Report from America: More from Hot Springs

By August 6, 2005Report from America

report.jpgA very interesting agenda at the Council of Manufacturing Associations meeting these last few days. Charlie Cook, a guy with great insight, political common sense and a near-encyclopedic mind provided some pithy commentary after dinner on Friday. He talked a bit about

the special election just held in Ohio-2 to replace Rob Portman, recently named to be US Trade Representative. The race proved unexpectedly close for the eventual Republican winner in a heavily-Republican district. Other pundits have pointed out that the Democrats wanted to beat the President’s candidate worse than the Republicans wanted to defeat the Democrat. However, Cook’s view was that this race was probably 75% about Ohio politics but that the other 25% was about national politics and is a warning to national Republicans in a way that early or out-of-cycle races can serve as a harbinger for the later elections.

As for the politics of 2008, on the Democrat side, he described it like the NCAA brackets, with Hillary Clinton in a bye (he spelled it so as not to confuse it with “Bayh”) and folks like Indiana Sen.
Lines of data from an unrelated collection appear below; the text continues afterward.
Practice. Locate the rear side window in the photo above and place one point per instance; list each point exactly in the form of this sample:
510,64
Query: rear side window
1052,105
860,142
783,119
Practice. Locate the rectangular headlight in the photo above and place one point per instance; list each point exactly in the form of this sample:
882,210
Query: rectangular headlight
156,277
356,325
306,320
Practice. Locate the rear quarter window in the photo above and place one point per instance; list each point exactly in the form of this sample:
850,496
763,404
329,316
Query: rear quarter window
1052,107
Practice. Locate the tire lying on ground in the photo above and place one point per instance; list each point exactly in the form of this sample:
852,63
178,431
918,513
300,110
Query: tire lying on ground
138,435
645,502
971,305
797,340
Evan Bayh, Virginia Governor Mark Warner and others slugging it out in the other bracket for the right to challenge Hillary. He noted a recent poll of Democrats that showed Sen. Clinton the favorite of some 35%, with Bayh and Warner in at single digits. However, he pointed out that Sen. Clinton has a virtual 100% name recognition among Democrats, and she is well-known, so the 35% number, in his view, wasn’t necessarily good news for her Presidential ambitions. He guessed that Democratic voters’ biggest fear is electability, i.e., whether she can win a general election.

On the Republican side, he talked about Sen. John McCain and noted a recent National Journal poll that actually showed another Virginian, Sen. George Allen, ahead of McCain after a complex weighting of the results. He also mentioned Sen. Chuck Hagel of Nebraska as a potential contender.

Incredibly, the election of 2008 is the first time since 1928 without an incumbent President or Vice President running for President. it throws the field wide-open, in his view, and will make for some interesting times. Clearly, the election of 2008 is well under way.